The security flaw apparently only exists on macOS 10.13.0 or later. Apple quickly published a seven-step workaround for preventing anyone from taking control of a Mac this way, and now the company has released an official patch in a security update (download it here). You'll need to be running the latest version of High Sierra (10.13.1) to implement it.
The notes in the security update say it specifically addresses the flaw. As for the cause, the notes say, "a logic error existed in the validation of credentials. This was addressed with improved credential validation."
An Apple spokesperson told Mashable:
Security is a top priority for every Apple product, and regrettably we stumbled with this release of macOS.

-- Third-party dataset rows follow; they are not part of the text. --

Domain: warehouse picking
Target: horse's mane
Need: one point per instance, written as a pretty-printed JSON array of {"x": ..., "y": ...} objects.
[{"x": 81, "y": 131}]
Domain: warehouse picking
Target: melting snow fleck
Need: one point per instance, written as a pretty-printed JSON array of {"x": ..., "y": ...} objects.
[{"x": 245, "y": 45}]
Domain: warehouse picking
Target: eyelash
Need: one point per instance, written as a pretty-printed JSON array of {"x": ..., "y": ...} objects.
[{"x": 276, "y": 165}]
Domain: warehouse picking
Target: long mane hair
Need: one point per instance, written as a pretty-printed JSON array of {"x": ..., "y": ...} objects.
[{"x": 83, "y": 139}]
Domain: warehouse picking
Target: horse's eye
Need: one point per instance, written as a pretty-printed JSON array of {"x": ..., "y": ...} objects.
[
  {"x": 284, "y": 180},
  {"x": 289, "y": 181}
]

When our security engineers became aware of the issue Tuesday afternoon, we immediately began working on an update that closes the security hole. This morning, as of 8 a.m., the update is available for download, and starting later today it will be automatically installed on all systems running the latest version (10.13.1) of macOS High Sierra.
We greatly regret this error and we apologize to all Mac users, both for releasing with this vulnerability and for the concern it has caused. Our customers deserve better. We are auditing our development processes to help prevent this from happening again.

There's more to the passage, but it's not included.